Tous les matins après le journal de 8h30, Emmanuelle Ducros dévoile aux auditeurs son «Voyage en absurdie», du lundi au jeudi.
Le village de Saillans, dans la Drôme, sauvera-t-il sa boucherie ? Une histoire rocambolesque risque d’obliger le boucher du village à plier bagage.
Une histoire édifiante racontée il y a quelques jours dans l’hebdomadaire local Le Crestois. Saillans, c’est un village de 1500 habitants qui comme beaucoup d’autres, se bat pour garder les commerces de son bourg, une supérette, une épicerie bio, une boulangerie et un boucherie, installée depuis plus d’un siècle au numéro 42 de la grand-rue. Un petit monde commercial qui a trouvé son équilibre, avec le marché...
Mais la boucherie va devoir fermer ses portes au 31 décembre, contre son gré, et on ne sait pas ce qu’elle va devenir.
Elle est pourtant florissante.
Oui, et le patron, M. Pascal, devait même la transmettre à sa fille en fin d’année. Mais en juillet dernier, il a été visité pour un contrôle sanitaire de routine. C’était un jour de livraison. Et les inspecteurs sanitaires se sont rendu compte que la viande qui arrivait traversait la boutique pour rejoindre la chambre froide et le laboratoire à l’arrière. Ca a toujours été comme ça. Mais c’est interdit par les normes actuelles, au nom d’un principe qui s’appelle le “ respect de la marche avant”. Les produits qui arrivent dans un commerce de bouche ne doivent jamais croiser les produits transformés, qui ressortent. Il faut une entrée séparée pour les livraisons.

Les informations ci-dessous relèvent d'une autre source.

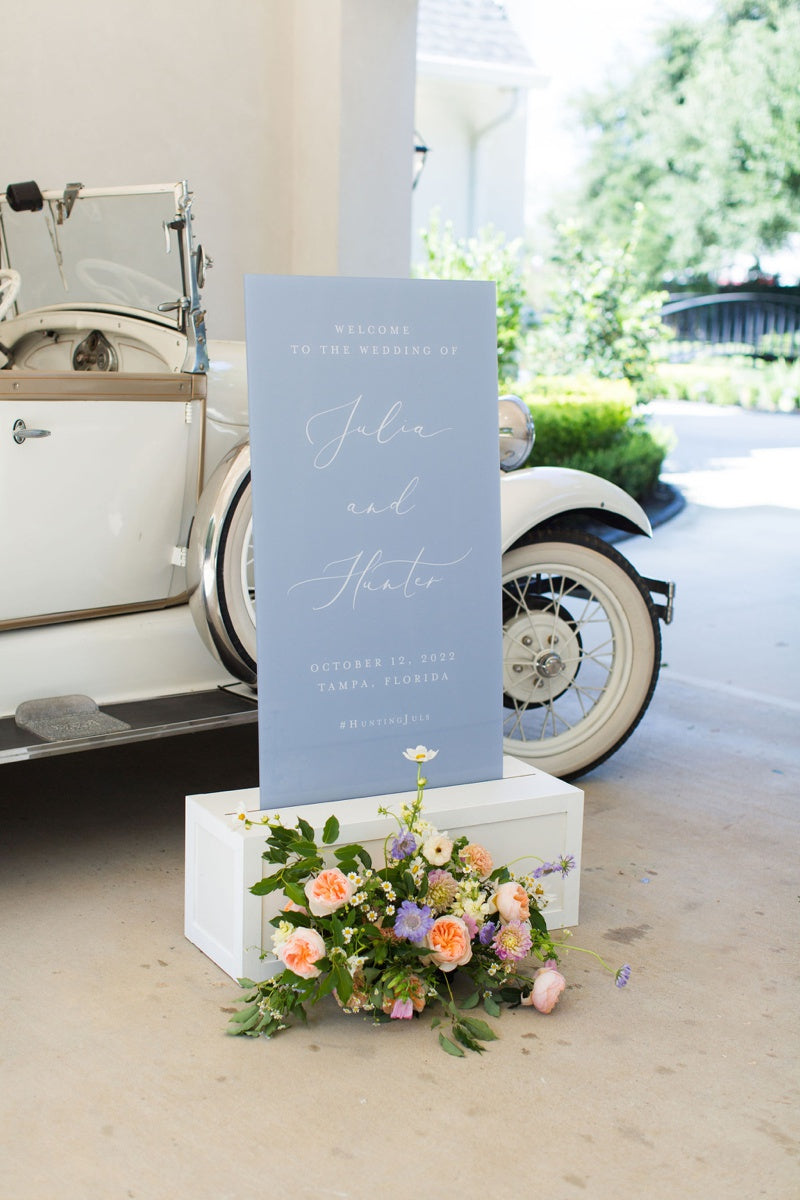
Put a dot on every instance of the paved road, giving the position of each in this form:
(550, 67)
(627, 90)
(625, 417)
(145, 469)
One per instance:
(734, 551)
(113, 1024)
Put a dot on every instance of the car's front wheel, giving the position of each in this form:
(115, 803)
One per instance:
(581, 652)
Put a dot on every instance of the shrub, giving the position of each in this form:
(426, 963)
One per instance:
(589, 425)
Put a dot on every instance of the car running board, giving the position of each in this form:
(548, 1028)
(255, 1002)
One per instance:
(67, 724)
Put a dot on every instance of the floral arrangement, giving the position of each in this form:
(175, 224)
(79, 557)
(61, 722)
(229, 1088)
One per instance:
(388, 940)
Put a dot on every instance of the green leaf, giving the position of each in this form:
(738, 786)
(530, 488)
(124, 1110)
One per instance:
(326, 985)
(305, 846)
(343, 983)
(306, 829)
(244, 1014)
(271, 883)
(295, 893)
(462, 1035)
(450, 1047)
(479, 1029)
(331, 831)
(350, 851)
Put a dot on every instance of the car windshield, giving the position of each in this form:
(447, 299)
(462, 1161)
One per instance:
(113, 249)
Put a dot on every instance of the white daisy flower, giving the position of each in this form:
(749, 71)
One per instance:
(420, 754)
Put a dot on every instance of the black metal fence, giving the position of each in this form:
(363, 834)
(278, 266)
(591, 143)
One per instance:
(758, 324)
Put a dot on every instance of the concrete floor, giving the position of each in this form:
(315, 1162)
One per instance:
(119, 1080)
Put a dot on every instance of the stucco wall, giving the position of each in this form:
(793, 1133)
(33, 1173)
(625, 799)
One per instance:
(292, 120)
(475, 171)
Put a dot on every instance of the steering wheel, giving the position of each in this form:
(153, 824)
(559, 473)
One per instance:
(10, 283)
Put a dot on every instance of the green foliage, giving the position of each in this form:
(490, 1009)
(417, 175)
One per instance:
(590, 426)
(602, 318)
(485, 257)
(705, 135)
(771, 387)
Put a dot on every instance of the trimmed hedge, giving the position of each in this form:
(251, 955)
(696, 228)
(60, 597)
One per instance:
(589, 424)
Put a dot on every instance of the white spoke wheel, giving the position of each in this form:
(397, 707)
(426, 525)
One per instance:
(235, 581)
(581, 652)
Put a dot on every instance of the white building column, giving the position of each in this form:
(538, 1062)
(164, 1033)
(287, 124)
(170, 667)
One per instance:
(347, 137)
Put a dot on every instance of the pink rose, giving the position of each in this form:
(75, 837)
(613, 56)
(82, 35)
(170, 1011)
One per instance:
(329, 891)
(449, 940)
(301, 951)
(548, 985)
(511, 901)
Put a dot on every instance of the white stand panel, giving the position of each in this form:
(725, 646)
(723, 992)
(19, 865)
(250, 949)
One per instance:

Les services de la préfecture reconnaissent que c’est un problème mineur, que le risque est acceptable. Mais le boucher doit se mettre en conformité quand même. Il veut bien. Mais vu la configuration de cette minuscule boutique ancestrale, coincée entre d’autres maisons, c’est impossible.
Il ne peut pas déménager ?
Il a essayé dans le coeur du village, mais il n’y a pas de local susceptible d’accueillir une boucherie. Alors, il est allé voir un peu plus loin, dans une zone commerciale récente, toujours à Saillans, et il a trouvé une ancienne fromagerie, qui ferait bien l’affaire. Il a même signé un compromis de vente. Mais là, nouveau coup de jarnac administratif. Il a découvert que le règlement d’urbanisme local interdit l’installation à cet endroit d’une boutique susceptible d’accueillir du public. Pourquoi ? C’est le pompon : pour éviter la fuite des commerce du centre ville. Centre ville où il ne peut pas rester. C'est Kafka au pays des brochettes.
Il va y avoir une solution pour la boucherie de Saillans ?
La mairie, le boucher, les services d’urbanisme de la communauté de commune doivent se réunir, pour tenter de trouver une issue. Pour voir dans quelle mesure la réglementation d’urbanisme peut être interprétée
Sans quoi Saillans perdra sa boucherie fin décembre, tombée au champ d’honneur du délire administratif français. Les épaisses tartines de normes, c’est bien gentil, mais c'est quand même moins sympa que les entrecôtes et les saucisses au barbecue.